Basimglurant, a novel mGlu5-negative allosteric modulator under development for the treatment of
major depressive disorder, is cleared via
cytochrome P450 (P450)-mediated oxidative metabolism. Initial
enzyme phenotyping studies indicated that
CYP3A4/5 dominates
basimglurant metabolism and highlights a risk for
drug-drug interactions when it is comedicated with strong
CYP3A4/5 inhibitors or inactivators; however, a clinical
drug-drug interaction (DDI) study using the potent and selective
CYP3A4/5 inhibitor
ketoconazole resulted in an area under the curve (AUC) AUCi/AUC ratio of only 1.24. A further study using the
CYP3A4 inducer carbamazepine resulted in an AUCi/AUC ratio of 0.69. More detailed in vitro
enzyme phenotyping and kinetics studies showed that, at the low concentrations attained clinically,
basimglurant metabolic clearance is catalyzed mainly by
CYP1A2. The relative contributions of the
enzymes were estimated as 70:30
CYP1A2:
CYP3A4/5. Using this information, a clinical study using the
CYP1A2 inhibitor
fluvoxamine was performed, resulting in an AUCi/AUC ratio of 1.60, confirming the role of
CYP1A2 and indicating a balanced DDI risk profile.

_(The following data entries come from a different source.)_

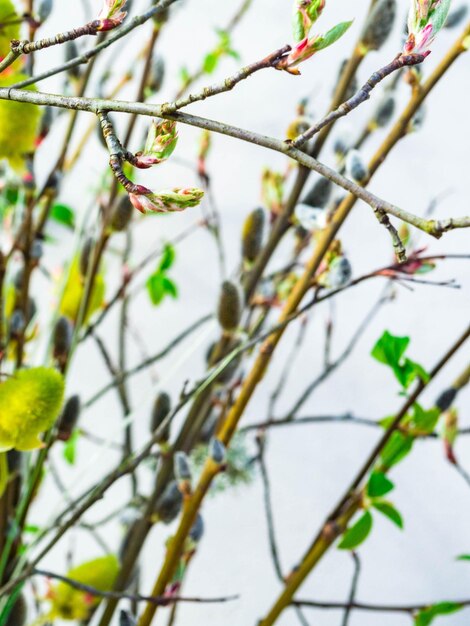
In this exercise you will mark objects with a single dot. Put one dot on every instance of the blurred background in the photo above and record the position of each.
(310, 465)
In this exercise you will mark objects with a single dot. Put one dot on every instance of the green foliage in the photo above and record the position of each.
(427, 616)
(390, 351)
(223, 48)
(71, 604)
(159, 284)
(332, 36)
(30, 402)
(64, 215)
(358, 533)
(387, 509)
(379, 485)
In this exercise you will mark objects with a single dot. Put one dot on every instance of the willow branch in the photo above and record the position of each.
(101, 106)
(116, 36)
(135, 597)
(401, 61)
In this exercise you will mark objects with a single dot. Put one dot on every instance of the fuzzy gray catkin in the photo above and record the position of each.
(379, 24)
(168, 505)
(320, 194)
(252, 235)
(230, 306)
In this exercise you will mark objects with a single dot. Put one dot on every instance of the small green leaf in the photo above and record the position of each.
(168, 258)
(170, 287)
(32, 529)
(298, 26)
(379, 485)
(425, 421)
(426, 616)
(70, 448)
(439, 15)
(210, 62)
(156, 288)
(357, 534)
(389, 349)
(64, 215)
(396, 449)
(387, 509)
(332, 35)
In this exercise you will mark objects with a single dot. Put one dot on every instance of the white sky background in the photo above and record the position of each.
(309, 466)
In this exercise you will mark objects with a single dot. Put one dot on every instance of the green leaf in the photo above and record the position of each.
(425, 421)
(70, 447)
(156, 288)
(379, 485)
(32, 529)
(426, 617)
(439, 15)
(170, 287)
(210, 62)
(387, 509)
(168, 258)
(389, 349)
(396, 449)
(64, 215)
(332, 36)
(357, 534)
(298, 26)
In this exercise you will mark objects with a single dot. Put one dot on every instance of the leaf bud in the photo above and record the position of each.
(320, 193)
(217, 451)
(446, 399)
(339, 273)
(252, 235)
(456, 17)
(384, 111)
(85, 256)
(44, 9)
(122, 213)
(197, 530)
(17, 324)
(156, 75)
(18, 613)
(69, 418)
(356, 167)
(71, 52)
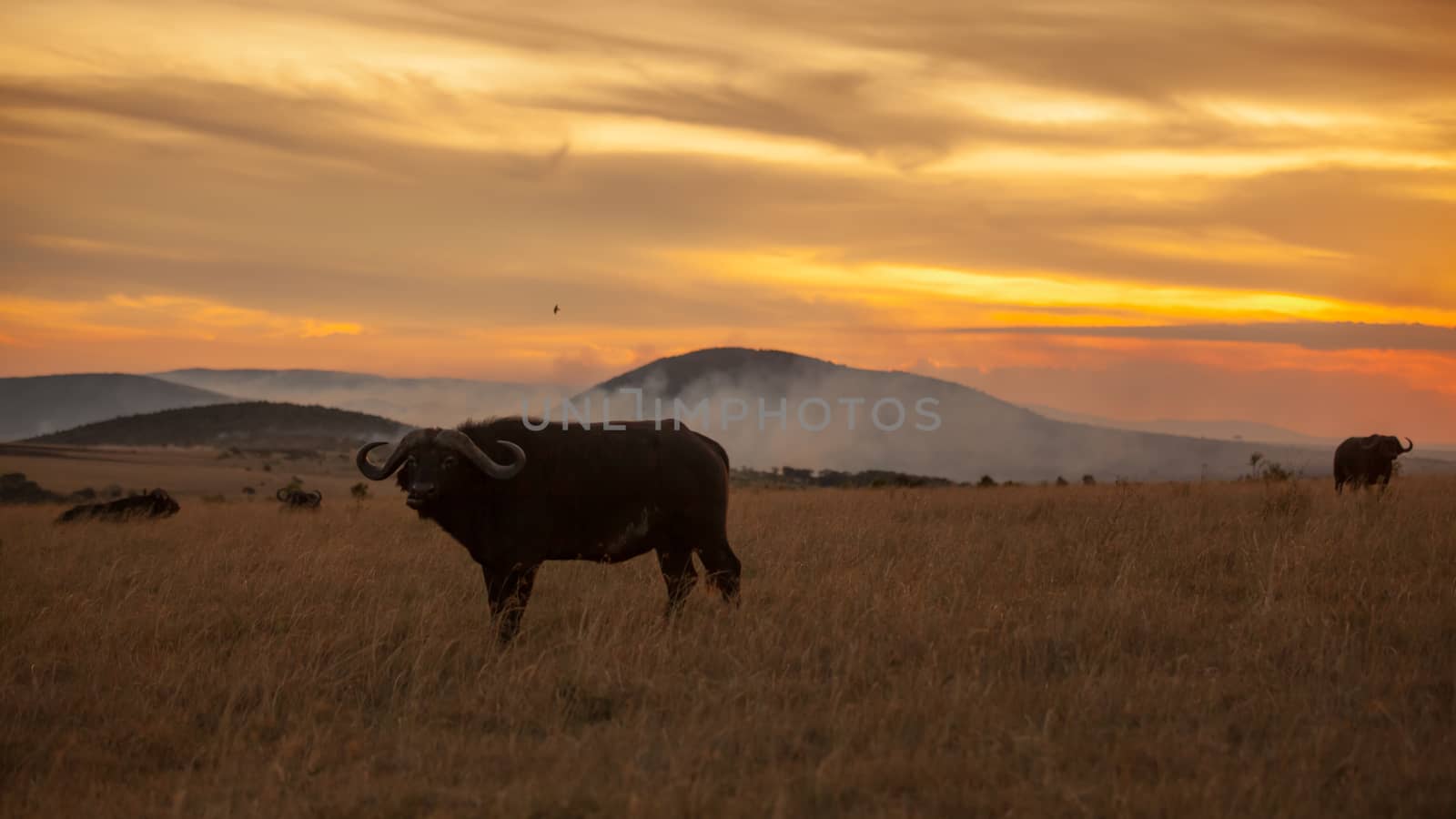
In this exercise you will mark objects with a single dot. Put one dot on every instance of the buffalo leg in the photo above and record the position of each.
(509, 592)
(681, 576)
(723, 567)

Basimglurant metabolism kinetics show
enzyme dependency: CYP1A2-mediated metabolism follows Michaelis-Menten kinetics, whereas
CYP3A4 and
CYP3A5 follow sigmoidal kinetics [with similar constant (KM) and S50 values]. The interplay of the different
enzyme kinetics leads to changing fractional
enzyme contributions to metabolism with substrate concentration, even though none of the metabolic
enzymes is saturated. This example demonstrates the relevance of non-Michaelis-Menten
P450 enzyme kinetics and highlights the need for a thorough understanding of metabolism enzymology to make accurate predictions for human metabolism in vivo.